Cases of mesangial proliferative glomerulonephritis whose kidney biopsies were studied with light, immunofluorescent, and EM were described. Of the 11 patients, 9 presented with nephrotic syndrome, 1 with proteinuria and hematuria, and 1 with proteinuria alone. Morphologically mesangial proliferative glomerulonephritis was characterized by diffuse mesangial cell proliferation and some increase in mesangial matrix.
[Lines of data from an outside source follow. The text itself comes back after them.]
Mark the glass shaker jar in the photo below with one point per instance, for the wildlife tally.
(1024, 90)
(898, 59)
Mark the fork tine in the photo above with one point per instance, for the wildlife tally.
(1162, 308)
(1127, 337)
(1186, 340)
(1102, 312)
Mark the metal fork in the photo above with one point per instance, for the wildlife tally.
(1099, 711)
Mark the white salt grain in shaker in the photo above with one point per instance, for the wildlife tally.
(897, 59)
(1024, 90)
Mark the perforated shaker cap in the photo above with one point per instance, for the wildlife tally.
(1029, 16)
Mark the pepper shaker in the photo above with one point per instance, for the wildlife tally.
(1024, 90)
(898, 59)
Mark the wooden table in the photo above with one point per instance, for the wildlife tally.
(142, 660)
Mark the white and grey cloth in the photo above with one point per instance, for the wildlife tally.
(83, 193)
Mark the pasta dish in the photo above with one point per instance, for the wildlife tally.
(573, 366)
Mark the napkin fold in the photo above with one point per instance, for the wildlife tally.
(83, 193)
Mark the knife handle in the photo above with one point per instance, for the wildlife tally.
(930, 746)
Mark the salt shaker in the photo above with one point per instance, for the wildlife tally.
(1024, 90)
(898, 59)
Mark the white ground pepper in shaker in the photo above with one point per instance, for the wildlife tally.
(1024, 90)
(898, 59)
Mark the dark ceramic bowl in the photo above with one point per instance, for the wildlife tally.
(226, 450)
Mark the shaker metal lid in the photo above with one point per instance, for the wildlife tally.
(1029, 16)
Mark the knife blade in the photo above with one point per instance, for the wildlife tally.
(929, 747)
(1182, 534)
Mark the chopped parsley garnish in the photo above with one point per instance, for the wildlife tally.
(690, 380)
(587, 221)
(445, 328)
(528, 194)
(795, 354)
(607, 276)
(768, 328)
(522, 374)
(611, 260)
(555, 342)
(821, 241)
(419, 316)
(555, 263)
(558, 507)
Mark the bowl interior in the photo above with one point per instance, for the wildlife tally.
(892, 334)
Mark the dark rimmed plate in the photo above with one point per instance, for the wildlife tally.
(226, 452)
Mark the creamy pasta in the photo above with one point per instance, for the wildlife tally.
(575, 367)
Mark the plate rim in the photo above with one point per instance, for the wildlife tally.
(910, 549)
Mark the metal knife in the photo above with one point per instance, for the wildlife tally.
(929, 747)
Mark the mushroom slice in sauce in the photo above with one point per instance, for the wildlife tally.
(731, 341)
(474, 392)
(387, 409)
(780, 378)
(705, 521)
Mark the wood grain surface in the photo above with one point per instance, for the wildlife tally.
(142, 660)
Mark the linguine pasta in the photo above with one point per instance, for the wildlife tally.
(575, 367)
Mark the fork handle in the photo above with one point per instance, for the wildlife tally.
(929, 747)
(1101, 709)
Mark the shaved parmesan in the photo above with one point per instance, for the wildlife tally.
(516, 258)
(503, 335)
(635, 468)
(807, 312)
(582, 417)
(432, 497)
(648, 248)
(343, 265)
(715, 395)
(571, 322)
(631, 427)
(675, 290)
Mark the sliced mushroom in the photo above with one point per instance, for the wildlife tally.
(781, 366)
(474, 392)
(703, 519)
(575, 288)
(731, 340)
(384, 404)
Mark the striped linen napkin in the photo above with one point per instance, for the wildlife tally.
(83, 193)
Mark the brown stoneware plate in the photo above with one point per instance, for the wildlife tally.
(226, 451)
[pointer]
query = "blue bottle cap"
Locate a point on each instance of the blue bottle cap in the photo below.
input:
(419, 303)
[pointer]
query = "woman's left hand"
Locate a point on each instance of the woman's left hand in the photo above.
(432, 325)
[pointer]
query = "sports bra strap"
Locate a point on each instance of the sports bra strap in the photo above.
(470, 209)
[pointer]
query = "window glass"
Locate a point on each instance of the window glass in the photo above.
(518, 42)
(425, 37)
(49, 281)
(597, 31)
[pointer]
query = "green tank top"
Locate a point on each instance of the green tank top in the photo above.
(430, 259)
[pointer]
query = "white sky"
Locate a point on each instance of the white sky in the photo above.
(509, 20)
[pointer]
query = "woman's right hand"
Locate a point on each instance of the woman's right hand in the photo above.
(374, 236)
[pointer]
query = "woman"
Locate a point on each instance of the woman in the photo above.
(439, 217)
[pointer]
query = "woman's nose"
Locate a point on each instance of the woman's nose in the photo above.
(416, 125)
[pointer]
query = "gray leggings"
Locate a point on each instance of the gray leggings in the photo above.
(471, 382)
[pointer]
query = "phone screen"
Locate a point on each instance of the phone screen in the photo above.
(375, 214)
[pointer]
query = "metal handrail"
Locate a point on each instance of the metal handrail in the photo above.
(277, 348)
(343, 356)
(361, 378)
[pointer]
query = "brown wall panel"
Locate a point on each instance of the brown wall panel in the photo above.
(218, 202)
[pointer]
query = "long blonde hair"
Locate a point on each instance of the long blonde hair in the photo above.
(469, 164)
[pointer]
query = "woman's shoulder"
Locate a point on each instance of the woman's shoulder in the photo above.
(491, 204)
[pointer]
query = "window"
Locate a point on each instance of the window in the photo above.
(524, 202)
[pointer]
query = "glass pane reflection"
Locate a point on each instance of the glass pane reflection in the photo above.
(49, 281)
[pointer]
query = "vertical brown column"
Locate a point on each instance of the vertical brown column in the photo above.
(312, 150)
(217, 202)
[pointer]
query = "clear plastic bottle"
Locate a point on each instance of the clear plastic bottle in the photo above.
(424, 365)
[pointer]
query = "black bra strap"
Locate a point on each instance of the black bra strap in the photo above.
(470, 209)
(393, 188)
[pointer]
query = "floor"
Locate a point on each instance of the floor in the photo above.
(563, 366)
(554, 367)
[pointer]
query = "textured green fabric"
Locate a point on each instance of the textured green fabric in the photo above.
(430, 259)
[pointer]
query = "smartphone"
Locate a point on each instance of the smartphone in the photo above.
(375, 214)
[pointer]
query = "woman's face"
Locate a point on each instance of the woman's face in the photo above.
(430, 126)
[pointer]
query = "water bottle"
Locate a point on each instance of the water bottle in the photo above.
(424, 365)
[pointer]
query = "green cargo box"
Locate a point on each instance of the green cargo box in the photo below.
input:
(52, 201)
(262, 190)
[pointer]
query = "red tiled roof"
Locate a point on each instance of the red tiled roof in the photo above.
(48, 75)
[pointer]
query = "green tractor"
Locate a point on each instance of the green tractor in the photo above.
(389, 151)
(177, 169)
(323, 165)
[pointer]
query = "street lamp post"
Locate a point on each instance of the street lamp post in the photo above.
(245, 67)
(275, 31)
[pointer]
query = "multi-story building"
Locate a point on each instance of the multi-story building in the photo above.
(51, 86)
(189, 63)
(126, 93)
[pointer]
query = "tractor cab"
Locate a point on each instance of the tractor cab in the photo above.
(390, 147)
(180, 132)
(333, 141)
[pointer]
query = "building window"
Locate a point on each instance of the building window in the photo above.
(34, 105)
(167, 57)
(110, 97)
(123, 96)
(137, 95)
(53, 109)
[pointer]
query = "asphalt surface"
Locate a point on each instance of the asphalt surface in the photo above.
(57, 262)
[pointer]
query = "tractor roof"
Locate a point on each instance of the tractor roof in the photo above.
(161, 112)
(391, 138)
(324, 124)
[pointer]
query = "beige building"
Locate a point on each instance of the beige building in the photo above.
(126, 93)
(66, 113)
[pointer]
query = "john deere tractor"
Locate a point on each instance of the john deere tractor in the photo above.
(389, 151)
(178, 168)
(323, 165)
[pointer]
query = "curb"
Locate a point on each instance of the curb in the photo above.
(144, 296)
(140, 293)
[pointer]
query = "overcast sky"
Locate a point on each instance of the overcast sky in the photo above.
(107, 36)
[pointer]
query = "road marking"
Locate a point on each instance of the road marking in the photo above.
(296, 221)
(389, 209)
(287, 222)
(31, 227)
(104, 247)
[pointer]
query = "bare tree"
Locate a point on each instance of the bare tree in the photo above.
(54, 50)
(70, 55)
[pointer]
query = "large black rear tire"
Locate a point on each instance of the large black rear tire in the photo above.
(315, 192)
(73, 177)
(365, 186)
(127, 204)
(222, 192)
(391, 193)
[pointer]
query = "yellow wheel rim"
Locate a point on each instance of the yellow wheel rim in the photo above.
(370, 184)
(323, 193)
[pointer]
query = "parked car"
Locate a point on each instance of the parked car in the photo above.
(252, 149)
On immunofluorescence, mesangial Ig[immunoglobulin]M deposition was observed in all cases and was considered a distinct feature of mesangial proliferative glomerulonephritis. EM showed electron-dense granular deposits within the mesangial matrix in 4 cases. The clinical course was variable. Of the 8 cases with nephrotic syndrome, 4 treated with steroids alone and 4 treated with steroids and cytotoxic drugs, 1 in each group achieved remission while the remaining patients continued to have steroid dependency or resistance. Of these latter patients, 2 manifested steroid responsiveness, steroid resistance, and spontaneous remission at different times in their courses. Renal function remained normal in all. Mesangial proliferative glomerulonephritis is an entity characterized by increased mesangial cellularity, deposition of IgM in a mesangial distribution, a relatively benign course, and variable response to treatment.